[Date Prev][Date Next][Thread Prev][Thread Next][Date Index][Thread Index]

Re: Interview

Bert Peers wrote:
> Steve Baker wrote:
> > A more elegant thing is to store a 'magic number' at the top of the
> > file.
> > ALL Binary files should start with a 4 byte magic number anyway so that
> > you can check that you aren't being fed a file of the wrong kind - and
> > also so that the Linux/UNIX 'file' command can be set to recognise your
> > file type using /etc/magic.
> This sounds interesting; since I don't know zip about unix files, I wonder
> if this is actually a standard you're elaborating on, or just something you're
> proposing for PFile only ?  I mean, is every Unix file starting with this kind
> of magic number ? 

Every binary file is *supposed* to.  But it's not enforced anywhere.

> And is it a convention to make sure that swapping
> is always detectable ?

No - that's something *I* came up with when parsing some kinds of
binary file that exist with both endianness.

> (ie restrict the numbers to shorts where the 4 bytes
> make up a strictly increasing sequence or something)

No - don't use a short - that was just an example to make it easier
to understand.  Most people make their 4 byte magic number be three
"repesentative" ASCII characters plus a fourth byte - which (for
various reasons) is best with the most significant bit set.

If you look in /etc/magic, you'll find it knows about the magic
number conventions for hundreds of obscure file formats.

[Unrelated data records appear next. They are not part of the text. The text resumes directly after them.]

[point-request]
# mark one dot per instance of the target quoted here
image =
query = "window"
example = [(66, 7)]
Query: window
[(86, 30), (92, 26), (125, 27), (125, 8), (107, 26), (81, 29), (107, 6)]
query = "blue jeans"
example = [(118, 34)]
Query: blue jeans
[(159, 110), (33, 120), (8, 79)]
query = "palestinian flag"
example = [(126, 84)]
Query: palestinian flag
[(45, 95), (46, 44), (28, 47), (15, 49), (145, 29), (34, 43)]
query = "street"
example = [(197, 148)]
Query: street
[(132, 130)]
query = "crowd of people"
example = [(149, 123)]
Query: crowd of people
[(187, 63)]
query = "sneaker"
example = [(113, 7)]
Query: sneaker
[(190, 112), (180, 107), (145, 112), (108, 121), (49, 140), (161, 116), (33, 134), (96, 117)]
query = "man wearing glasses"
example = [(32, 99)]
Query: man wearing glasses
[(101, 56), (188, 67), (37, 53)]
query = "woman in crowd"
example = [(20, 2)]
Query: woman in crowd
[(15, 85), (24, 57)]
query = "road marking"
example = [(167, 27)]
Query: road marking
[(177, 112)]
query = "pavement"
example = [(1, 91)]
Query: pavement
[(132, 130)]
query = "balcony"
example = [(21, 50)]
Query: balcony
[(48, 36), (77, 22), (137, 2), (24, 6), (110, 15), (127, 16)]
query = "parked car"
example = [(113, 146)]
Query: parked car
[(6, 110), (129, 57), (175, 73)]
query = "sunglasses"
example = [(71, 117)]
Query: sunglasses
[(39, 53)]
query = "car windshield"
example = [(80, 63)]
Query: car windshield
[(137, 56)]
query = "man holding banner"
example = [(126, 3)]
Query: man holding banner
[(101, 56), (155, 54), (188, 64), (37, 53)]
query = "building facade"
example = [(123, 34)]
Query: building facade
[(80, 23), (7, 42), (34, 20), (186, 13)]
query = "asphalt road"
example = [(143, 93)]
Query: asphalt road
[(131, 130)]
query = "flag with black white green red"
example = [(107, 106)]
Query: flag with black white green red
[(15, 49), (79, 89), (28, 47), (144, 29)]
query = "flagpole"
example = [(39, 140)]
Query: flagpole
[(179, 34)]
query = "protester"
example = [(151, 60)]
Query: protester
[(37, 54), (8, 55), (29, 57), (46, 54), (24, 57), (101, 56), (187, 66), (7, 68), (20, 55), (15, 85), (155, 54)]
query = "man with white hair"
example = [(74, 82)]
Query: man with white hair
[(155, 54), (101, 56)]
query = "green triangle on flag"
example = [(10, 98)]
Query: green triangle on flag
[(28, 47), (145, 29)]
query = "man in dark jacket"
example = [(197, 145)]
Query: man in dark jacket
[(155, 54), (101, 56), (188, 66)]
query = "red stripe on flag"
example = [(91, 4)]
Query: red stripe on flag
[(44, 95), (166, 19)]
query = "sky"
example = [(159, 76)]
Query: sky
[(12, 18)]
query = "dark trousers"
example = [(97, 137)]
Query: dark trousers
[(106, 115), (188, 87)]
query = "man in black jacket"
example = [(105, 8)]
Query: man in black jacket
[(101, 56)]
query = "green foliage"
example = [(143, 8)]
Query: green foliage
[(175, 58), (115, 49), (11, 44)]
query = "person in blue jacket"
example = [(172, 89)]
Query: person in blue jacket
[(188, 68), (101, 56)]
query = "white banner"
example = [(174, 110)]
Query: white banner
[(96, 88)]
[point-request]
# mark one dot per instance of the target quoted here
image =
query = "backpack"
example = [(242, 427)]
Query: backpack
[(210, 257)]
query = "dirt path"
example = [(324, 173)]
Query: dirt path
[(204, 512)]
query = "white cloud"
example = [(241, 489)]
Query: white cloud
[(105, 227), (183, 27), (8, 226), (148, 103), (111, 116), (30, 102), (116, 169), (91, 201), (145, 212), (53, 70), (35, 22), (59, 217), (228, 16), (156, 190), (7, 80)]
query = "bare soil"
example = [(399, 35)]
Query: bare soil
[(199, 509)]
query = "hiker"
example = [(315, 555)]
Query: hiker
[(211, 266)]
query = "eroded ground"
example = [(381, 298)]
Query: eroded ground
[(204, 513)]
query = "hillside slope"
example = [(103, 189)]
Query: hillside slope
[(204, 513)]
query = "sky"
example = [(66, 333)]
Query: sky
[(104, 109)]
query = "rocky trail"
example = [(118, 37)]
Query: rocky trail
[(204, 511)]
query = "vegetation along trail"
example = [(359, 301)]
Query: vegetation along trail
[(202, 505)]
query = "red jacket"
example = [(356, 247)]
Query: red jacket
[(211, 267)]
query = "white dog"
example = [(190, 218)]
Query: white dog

Some formats only start with two bytes of magic number. SGI image
files (for example) only have 0x01 and 0xDE to identify them.

Quite a few Windoze file formats work like that too. ".wav" files
start with 'RIFF', ".bmp" files start with 'BM'
> > When you read a file, first read the magic number. If you see 0x1234
> > don't
> > byte swap - if you see 0x3412, you need to swap.
> > The joy of this is that you don't have to byte swap when WRITING files,
> > so it halves the amount of work you have to do.  Hence, since each
> > machine
> > writes files in it's native format, but can read either swapped or not.
> Neat !!
> Note that there's no need to use a file ofcourse to merely detect swapping;
> from the Quake2 source :
> void Swap_Init (void)
> {
>  byte swaptest[2] = {1,0};
> // set the byte swapping variables in a portable manner
>  if ( *(short *)swaptest == 1)

That's a way to figure out whether the computer you are running
on is big or little endian. It doesn't tell you whether or not
you have to swap...you could have a little endian machine reading
a big endian file or vice versa...the point is that you don't care
which case you have.

With my approach, you don't care - you just look at the file - and
if it needs swapping, you swap it.

Steve Baker                  http://web2.airmail.net/sjbaker1
sjbaker1@airmail.net (home)  http://www.woodsoup.org/~sbaker
sjbaker@hti.com      (work)